Technology also exists to reinforce traditional wooden houses

The technique is based on work that Kawase has already done reinforcing the traditional wooden houses in which most Japanese people still live. Here, he has replaced the glue used to attach braces to walls with looser screws. “The connection between the braces is loose enough to allow them to move with an earthquake,” he says.

There is another, odder, way to protect wooden houses: levitation. A company called Air Danshin, based just outside Tokyo, has invented a system which, when a tremor is detected, forces compressed air between two layers of concrete foundations. The gap then inflates like an airbag, lifting the house by 2cm, before sinking back to the ground as the air is released.

In the 2011 quake, “all our houses survived without damage, while their neighbours suffered damages”, says Masatake Honda, a spokesman for Air Danshin, which has installed basement airbags in 150 Japanese homes.

Riccardo Tossani, founder of Tokyo-based Riccardo Tossani Architecture, says the most advanced Japanese buildings now consist of an exoskeleton fitted with hydraulic dampers. “The façade moves and absorbs energy using these pistons,” he says. “Instead of causing cracks, seismic energy is converted into heat, which then dissipates.” Indestructibility, he believes, is now a given: “The challenge now is to minimise cosmetic damage.
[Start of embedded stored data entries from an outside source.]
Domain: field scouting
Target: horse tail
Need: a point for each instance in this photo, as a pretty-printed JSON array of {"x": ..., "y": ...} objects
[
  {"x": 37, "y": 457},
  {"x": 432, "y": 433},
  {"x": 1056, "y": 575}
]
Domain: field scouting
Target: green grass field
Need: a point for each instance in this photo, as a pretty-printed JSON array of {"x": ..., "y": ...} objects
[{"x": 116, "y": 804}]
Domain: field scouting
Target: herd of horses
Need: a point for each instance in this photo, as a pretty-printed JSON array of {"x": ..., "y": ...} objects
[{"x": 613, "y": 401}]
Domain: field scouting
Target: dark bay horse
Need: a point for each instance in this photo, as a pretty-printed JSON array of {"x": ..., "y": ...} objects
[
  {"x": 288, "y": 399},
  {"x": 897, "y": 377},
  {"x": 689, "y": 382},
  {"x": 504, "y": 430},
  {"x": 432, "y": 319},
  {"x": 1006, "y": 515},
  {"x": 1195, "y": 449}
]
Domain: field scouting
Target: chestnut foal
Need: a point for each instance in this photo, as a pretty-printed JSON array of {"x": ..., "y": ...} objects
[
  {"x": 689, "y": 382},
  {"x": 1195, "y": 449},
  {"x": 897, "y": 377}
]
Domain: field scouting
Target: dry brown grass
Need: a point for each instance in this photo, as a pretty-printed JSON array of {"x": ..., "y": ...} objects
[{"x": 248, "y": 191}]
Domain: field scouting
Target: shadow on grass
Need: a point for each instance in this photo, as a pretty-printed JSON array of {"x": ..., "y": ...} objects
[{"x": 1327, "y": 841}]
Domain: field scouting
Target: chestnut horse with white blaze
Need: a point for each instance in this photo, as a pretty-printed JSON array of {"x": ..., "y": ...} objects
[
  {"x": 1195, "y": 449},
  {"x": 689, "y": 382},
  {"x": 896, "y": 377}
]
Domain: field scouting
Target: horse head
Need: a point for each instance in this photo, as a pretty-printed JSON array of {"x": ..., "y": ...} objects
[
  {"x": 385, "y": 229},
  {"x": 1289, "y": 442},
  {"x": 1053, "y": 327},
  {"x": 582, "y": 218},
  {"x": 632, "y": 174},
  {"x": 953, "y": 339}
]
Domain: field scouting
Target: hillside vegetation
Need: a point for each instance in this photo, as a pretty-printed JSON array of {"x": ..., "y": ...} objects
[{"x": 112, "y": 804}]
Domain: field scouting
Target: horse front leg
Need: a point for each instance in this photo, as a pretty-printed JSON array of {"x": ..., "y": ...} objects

It’s not about saving lives any more, it’s about saving cost.”

Yukihiro Namba agrees: “If there was a big earthquake underneath Tokyo, you could keep working at your desk at Roppongi Hills.”

According to Kawase, the prohibitive cost means that the level of technology seen at Roppongi Hills is rare. Modern skyscrapers with base isolation often do not have enough dampers, he says. “Base isolation theory relies on one layer in the basement absorbing all the energy, but if the ground motion is very strong, the rubber can break, and the floors collide.”

As for older concrete tower blocks, these “will start to crack” in a strong quake. “They might not collapse, but deformation is inevitable,” he says. “You may not lose your life, but it’s quite probable that you would not be able to live in your home.”